Tuesday, May 22, 2012
Subscribe to:
Post Comments (Atom)
6 comments:
Well, it's much more reflective of the concerns of media center tastemakers than, say, Justified...
Other than its zeitgeisty resonance, I'm not sure, by the way, that it's really particularly good.
Not much range, seems to me... There are surely more things of interest in the world than the tendency of nice girls to like abusive assholes. Hannah's character seems to me to be a bit arbitrary and a little tedious. Not much evidence of cultural engagement there -- either big C culture or little c culture.
You can laugh at Godard, but at least his characters identify themselves against their culture -- even if they're gangsters.
A superficially cultural artifact that is, in fact, completely a-cultural.
I think the shallowness of the characters is kind of the point; and her character is the biggest target. Rather like saying you don't like WC Fields' movies because his characters are drunken assholes?
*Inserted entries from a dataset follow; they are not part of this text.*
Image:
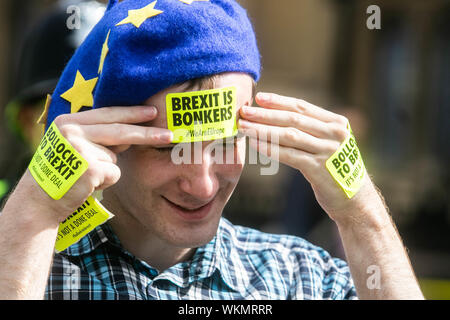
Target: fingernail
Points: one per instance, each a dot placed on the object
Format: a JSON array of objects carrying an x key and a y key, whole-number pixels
[
  {"x": 150, "y": 111},
  {"x": 249, "y": 110},
  {"x": 166, "y": 137},
  {"x": 263, "y": 96},
  {"x": 243, "y": 123}
]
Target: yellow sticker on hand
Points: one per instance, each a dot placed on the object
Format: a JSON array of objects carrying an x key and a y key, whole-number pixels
[
  {"x": 202, "y": 115},
  {"x": 87, "y": 217},
  {"x": 346, "y": 166},
  {"x": 56, "y": 165}
]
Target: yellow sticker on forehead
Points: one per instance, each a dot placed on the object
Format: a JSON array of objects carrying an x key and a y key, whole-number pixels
[{"x": 202, "y": 115}]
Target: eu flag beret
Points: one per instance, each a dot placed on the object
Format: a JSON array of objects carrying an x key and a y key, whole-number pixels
[{"x": 141, "y": 47}]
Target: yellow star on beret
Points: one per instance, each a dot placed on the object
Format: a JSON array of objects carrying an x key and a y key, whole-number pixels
[
  {"x": 138, "y": 16},
  {"x": 80, "y": 95},
  {"x": 190, "y": 1},
  {"x": 105, "y": 51}
]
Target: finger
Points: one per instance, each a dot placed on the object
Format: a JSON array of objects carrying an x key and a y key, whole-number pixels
[
  {"x": 274, "y": 101},
  {"x": 288, "y": 137},
  {"x": 120, "y": 148},
  {"x": 285, "y": 118},
  {"x": 126, "y": 134},
  {"x": 111, "y": 174},
  {"x": 292, "y": 157},
  {"x": 135, "y": 114},
  {"x": 92, "y": 151}
]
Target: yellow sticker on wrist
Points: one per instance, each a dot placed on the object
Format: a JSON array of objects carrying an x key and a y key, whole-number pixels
[
  {"x": 202, "y": 115},
  {"x": 87, "y": 217},
  {"x": 346, "y": 166},
  {"x": 56, "y": 165}
]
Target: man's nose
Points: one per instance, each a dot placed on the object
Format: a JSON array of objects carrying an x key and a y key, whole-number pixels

OTOH, I might be willing to give it too much credit because I'm taking it partly as an anthropological view of an alien species: Kids today! (Imagine being 62 when "Chilly Scenes of Winter" came out.) And there are some observations of behavior I can't recall ever seeing before, which is nothing to sneeze at.
The NYRB writer finds Adam Driver to be 'magnetic'...
I think the actor is quite good. The critic is trying to help us understand that something fairly complicated is going on in those scenes, if we are so inclined.
What's the opposite of 'magnetic'? "Repulsive" comes to mind.... Not a judgement on the actor, of course, quite the opposite..
The most compelling point that the critic makes -- that we shouldn't be so sexually normative as to assume that Hannah doesn't enjoy being abused -- may make some question their ideas of morality. Doesn't work for me I have to say.
More like, Hannah isn't sure herself how she feels, and Dunham isn't in any hurry to force her to decide.